April 14, 2020 · View on GitHub

Based on the syllabifier from the Penn Phonetics Toolkit, this is an adaption for Luxembourgish.

The Python script syllabifer.py takes IPA-transcribed words of Luxembourgish as input and returns the segments grouped as syllables. The phonetic segments in the input have to be separated by spaces, e.g. æ p ə l t ɛːɐ t ɐ ɕ ɐ (Äppeltäertercher).

The script applies the Maximum Onset Principle to assign as many consonants to a potential syllable onset as long as this onset is permitted in the language. These allowed onsets are specified in luxembourgish.cfg (and also in the script itself) as onsets; permitted consonants and nuclei are specified in the configuration as well.

The lists with IPA transcribed words comes from the training data for my g2p system.

Although developed and tested for Luxembourgish, this system should also work in principle for IPA data for lots of other languages.
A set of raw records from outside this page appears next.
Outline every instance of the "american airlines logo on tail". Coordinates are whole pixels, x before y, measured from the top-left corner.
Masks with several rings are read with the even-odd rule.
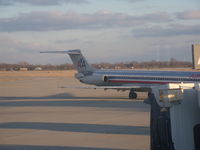
[[[78,68],[85,68],[86,67],[85,60],[83,58],[80,58],[77,63],[77,66],[78,66]]]

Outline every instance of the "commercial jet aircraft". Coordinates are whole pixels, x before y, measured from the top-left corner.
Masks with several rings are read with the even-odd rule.
[[[147,91],[150,94],[152,86],[200,82],[200,72],[96,69],[88,64],[79,49],[41,53],[69,54],[75,69],[78,71],[75,78],[82,83],[95,85],[85,88],[129,90],[130,99],[137,98],[136,92]]]

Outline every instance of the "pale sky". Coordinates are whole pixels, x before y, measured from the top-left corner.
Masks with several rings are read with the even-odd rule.
[[[81,49],[91,63],[191,61],[199,0],[0,0],[0,63],[71,63],[46,50]]]

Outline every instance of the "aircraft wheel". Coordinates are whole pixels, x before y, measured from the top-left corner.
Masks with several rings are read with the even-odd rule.
[[[129,93],[129,99],[136,99],[136,98],[137,98],[137,94],[135,92]]]

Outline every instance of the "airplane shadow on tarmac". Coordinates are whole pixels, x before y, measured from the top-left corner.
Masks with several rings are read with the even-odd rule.
[[[8,122],[0,123],[0,129],[35,129],[63,132],[84,132],[99,134],[149,135],[147,126],[103,125],[86,123],[45,123],[45,122]]]
[[[120,100],[121,99],[121,100]],[[150,106],[143,101],[128,100],[113,97],[76,97],[68,93],[44,97],[0,97],[1,107],[98,107],[119,108],[149,112]]]

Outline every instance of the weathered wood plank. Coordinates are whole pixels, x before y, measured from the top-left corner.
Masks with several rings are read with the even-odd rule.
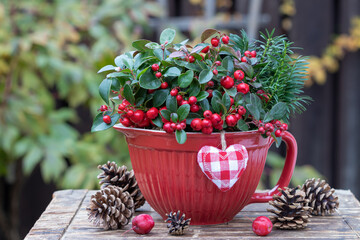
[[[25,239],[60,239],[81,206],[86,193],[87,190],[55,192],[49,206]]]
[[[130,231],[128,225],[122,230],[105,231],[94,227],[87,220],[86,206],[95,191],[74,190],[55,193],[41,218],[29,232],[26,239],[179,239],[167,234],[166,223],[163,222],[148,204],[136,214],[147,213],[155,220],[155,227],[146,236]],[[267,239],[355,239],[359,238],[360,203],[349,190],[336,190],[340,207],[336,214],[326,217],[312,217],[308,228],[299,231],[274,229]],[[76,197],[75,197],[76,196]],[[68,207],[64,207],[68,206]],[[226,206],[224,206],[226,207]],[[258,239],[251,229],[251,220],[257,216],[269,216],[267,203],[251,204],[227,224],[210,226],[191,226],[181,239]],[[67,226],[64,226],[66,225]]]

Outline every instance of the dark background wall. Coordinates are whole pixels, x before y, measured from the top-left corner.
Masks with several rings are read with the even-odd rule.
[[[170,16],[196,15],[199,8],[188,1],[169,0]],[[320,56],[334,36],[348,33],[351,19],[360,15],[358,0],[295,1],[292,28],[284,30],[279,6],[282,1],[263,1],[262,13],[271,18],[266,26],[286,33],[301,54]],[[234,11],[232,8],[231,11]],[[324,85],[305,90],[314,102],[301,116],[292,119],[290,131],[298,146],[298,164],[312,164],[335,188],[351,189],[360,197],[360,52],[345,54],[336,73],[327,74]],[[89,121],[91,121],[89,119]],[[23,186],[21,236],[25,236],[51,200],[54,185],[42,182],[37,169]]]

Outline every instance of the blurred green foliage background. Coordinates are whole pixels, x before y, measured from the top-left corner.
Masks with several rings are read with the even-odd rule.
[[[90,133],[103,104],[96,72],[133,40],[152,36],[149,18],[160,13],[146,0],[1,0],[0,229],[6,239],[20,239],[19,199],[36,166],[60,189],[96,189],[97,165],[130,165],[123,137]],[[274,185],[283,162],[269,155],[260,188]],[[311,166],[298,167],[293,185],[316,176]]]
[[[114,131],[88,133],[101,104],[96,72],[156,15],[143,0],[0,4],[1,175],[12,183],[16,168],[28,175],[40,164],[46,182],[95,188],[94,166],[129,160]]]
It is only necessary to adapt the configuration for onsets, nuclei and consonsants.

Usage

The Python notebook Syllabifier provides a simple example.

import syllabifier
language = syllabifier.Luxembourgish

syllables = syllabifier.syllabify(language, "æ p ə l t ɛːɐ t ɐ ɕ ɐ")

# some test words
# æ p ə l t ɛːɐ t ɐ ɕ ɐ
# ɑ p ʀ o v i z i̯ o n ɜɪ ə ʀ ə n
# ʃ ɑ̃ː m b ɐ s p ʀ e z i d æ n t i n ə n
# k ɑ ʀ ɑ k t ə ʀ eː ʑ ə n ʃ ɑ f t ə n
# k ɑ ʀ i s m aː
# ʃ i m iː s p ʀ o f æ s oː ʀ i n ə n
# ɕ i ʀ u ʀ ʑ i n ə n
# k w ɑ f œː ʀ s s ɑ l ɑ̃ː
# d e k l ɑ ʀ ɑ ts i̯ əʊ n ə n
# d ʀ oː ɡ ə ʃ t ɑ t i s t i k

for stress, onset, nucleus, coda in syllables :
   print(" ".join(onset), " ".join(nucleus), " ".join(coda))

æ 
p ə l
t ɛːɐ 
t ɐ 
ɕ ɐ

When run from a terminal:

python syllabifier.py luxembourgish.cfg < lux_ipa.txt > lux_ipa_syllabified.txt

Limitations

Compounds like b l i n t d aː ʀ m o p e ʀ ɑ ts i̯ əʊ n where the m is falsely attributed to the next syllable, because m o is of course a permitted onset. To solve this, a morphological pre-segmentation would be necessary.
Intervocalic single consonants after short vowel are ambisyllabic and should thus be attributed to both syllables, which is not possible in this framework. In ʃ t ʀ e k ə l the k is in the second, while in z ɑ ŋ ə n the ŋ goes to the first syllable.